If I enable the ifdef'ed code (which is a straight copy-and-paste of the code it follows), then the python script runs just fine.

stefanseefeld commented 7 years ago

That is...curious indeed. I can reproduce your observation, but will have to look into it to understand what is going on. Can you explain what you are trying to achieve there ? How are 'A' and 'AA' really related ?

robpieke commented 7 years ago

Hopefully my initial report will quickly get you well into the debugging. I'm pretty confident with everything I've mentioned ... up to the point where I admit a lack of insight as to how the insertion point for the vector.insert() call in demand_type() is determined.
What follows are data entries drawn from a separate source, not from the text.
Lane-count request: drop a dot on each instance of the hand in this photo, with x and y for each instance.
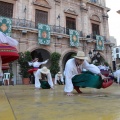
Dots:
(69, 94)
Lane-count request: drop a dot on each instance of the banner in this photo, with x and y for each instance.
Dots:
(74, 38)
(5, 25)
(100, 42)
(43, 34)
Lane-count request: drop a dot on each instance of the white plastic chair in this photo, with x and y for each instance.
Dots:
(6, 76)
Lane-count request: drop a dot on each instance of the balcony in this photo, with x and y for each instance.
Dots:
(91, 36)
(96, 2)
(30, 25)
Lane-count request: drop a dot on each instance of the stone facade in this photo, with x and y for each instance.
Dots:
(85, 12)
As for motivation etc, let's imagine that A and AA are different 3D Vector classes (from different third party libraries), which are easy for me to convert between. And let's imagine that both third party libraries offer interesting functions that operate on their specific Vector3. I want to expose one Vector3 class, but functionality from both libraries.

Does that make sense?

stefanseefeld commented 7 years ago

Yeah, that makes sense. (I haven't used custom converters before, so this is somewhat new territory to me, but your use-case gives good rationale for it. The test case alone is enough I think to debug this, and anything beyond such as the vector insertion you are referring to would only obstruct that, so I'll focus on the smaller test case.)

robpieke commented 7 years ago

The test case I sent will see you quickly ending up at the vector insertion ... that's what's messing things up :)

Anyway, I'll leave it with you from here, and I look forward to the conclusion! For now we'll proceed with the patch mentioned at the top.

Thanks!

stefanseefeld commented 7 years ago

Quite possible. However, I doubt that the add_cast function was ever meant to be used for what you are trying to do. After all, conversion between two custom types isn't really in scope. I suppose the expected logic would involve registering custom converters directly to and from Python. So, if you have registered your type 'AA' with a Python wrapper type 'pAA', you'd register custom converters to convert between 'pAA' and 'A', rather than between 'AA' and 'A'. That being said, I still want to understand why calling add_cast twice for a given (src,dest) pair "resolves" the issue you are observing.

robpieke commented 7 years ago

Calling it twice resolves the issue because once all the vertices are in the graph (after the first set of calls), insert() never gets called any more, so demand_types() always returns the right values and the correct edges are inserted in the graph.

robpieke commented 7 years ago

Any further thoughts/investigations on this one? Thanks in advance!

robpieke commented 6 years ago

We're still patching boost locally (using the 1-line change from the original post) to address this. Any further thoughts?